Bürgerbeteiligung : Linke und Grüne wollen mehr Mitsprache für Teltower Bürger

Alle fünf Jahre einen Bürgerhaushalt, ein Jugendparlament und das Recht, Einwohnversammlungen zu berufen. Das sind die Pläne der stärksten Fraktion im Stadtparlament. 

Das Rathaus auf dem Teltower Marktplatz.
Das Rathaus auf dem Teltower Marktplatz.Foto: Manfred Thomas

Teltow - Die gemeinsame Fraktion der Linken und Grünen in Teltow will noch in diesem Jahr die Hauptsatzung der Stadt umfassend verändern. Geplant ist mehr Bürgerbeteiligung auf mehreren Ebenen, „um dem immer weiter voranschreitenden Vertrauensverlust der Bevölkerung in die Politik etwas entgegenzusetzen“, heißt es in einer gemeinsamen Erklärung.

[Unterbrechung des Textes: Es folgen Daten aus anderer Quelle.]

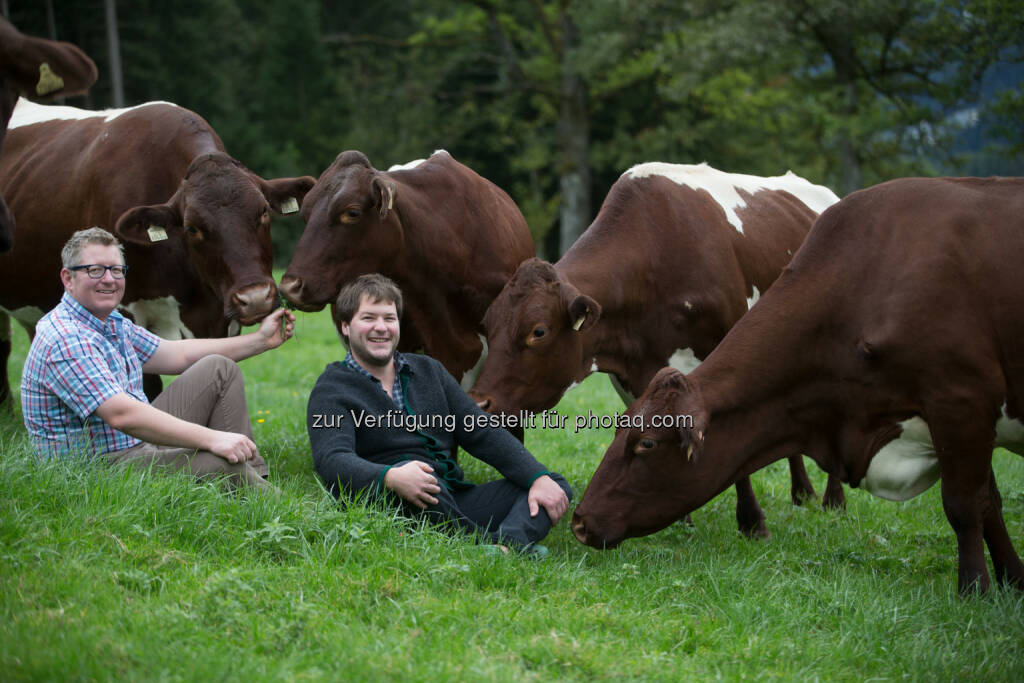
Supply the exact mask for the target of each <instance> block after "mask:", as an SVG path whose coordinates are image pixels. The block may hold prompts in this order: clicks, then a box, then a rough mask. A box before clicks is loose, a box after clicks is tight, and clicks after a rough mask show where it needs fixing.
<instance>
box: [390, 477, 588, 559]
mask: <svg viewBox="0 0 1024 683" xmlns="http://www.w3.org/2000/svg"><path fill="white" fill-rule="evenodd" d="M550 476H551V478H552V479H554V480H555V482H556V483H557V484H558V485H559V486H561V488H562V490H564V492H565V495H566V496H567V497H568V499H569V500H570V501H571V500H572V489H571V488H570V487H569V484H568V482H567V481H565V477H563V476H562V475H561V474H555V473H552V474H551V475H550ZM528 495H529V490H528V489H526V488H522V487H520V486H519V485H517V484H515V483H513V482H511V481H509V480H508V479H499V480H497V481H488V482H487V483H481V484H478V485H476V486H473V487H472V488H469V489H467V490H460V492H452V490H449V489H447V488H446V487H444V485H443V484H442V485H441V492H440V493H439V494H437V495H436V497H435V498H437V504H436V505H431V506H428V507H427V509H426V510H420V509H419V508H417V507H415V506H413V505H410V504H409V503H406V502H402V505H401V508H402V511H403V512H404V513H406V514H407V515H409V516H411V517H418V516H421V515H425V516H426V517H427V519H429V520H430V521H431V522H434V523H436V524H446V523H454V524H456V525H457V526H458V527H459V528H460V529H462V530H464V531H466V532H467V533H480V535H482V536H483V538H484V539H486V541H487V542H489V543H496V544H497V543H501V544H505V545H511V546H515V547H520V548H522V547H526V546H529V545H531V544H535V543H539V542H540V541H542V540H543V539H544V538H545V537H546V536H548V532H549V531H550V530H551V526H552V524H551V518H550V517H549V516H548V512H547V510H545V509H544V508H543V507H542V508H540V511H539V512H538V513H537V516H536V517H530V516H529V502H528V500H527V497H528Z"/></svg>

Weniger Hürden für Einwohneranträge

So will die stärkste Fraktion im Stadtparlament einen neuen Bürgerhaushalt für das Jahr 2021 festlegen, zudem soll dieser Etat regelmäßig, zum Beispiel alle fünf Jahre, aufgestellt werden. In einem der vergangenen Bürgerhaushalte wünschten sich die Teltower unter anderem eine Schwimmhalle. Zudem sollen künftig Einwohnerversammlungen von den Teltowern selbst einberufen werden können, so die Forderung der Grünen und Linken. Das kann bisher nur das Stadtparlament oder der Bürgermeister. Auch die Hürden für Einwohneranträge sollen gelockert werden, statt der bisher benötigten 1100 Unterschriften sollen schon 400 ausreichen, damit ein Antrag gültig ist. Ein Einwohnerantrag ist ein Instrument der direkten Demokratie,  mit ihm können Einwohner das Teltower Stadtparlament verpflichten, sich mit einer bestimmten Angelegenheit zu befassen.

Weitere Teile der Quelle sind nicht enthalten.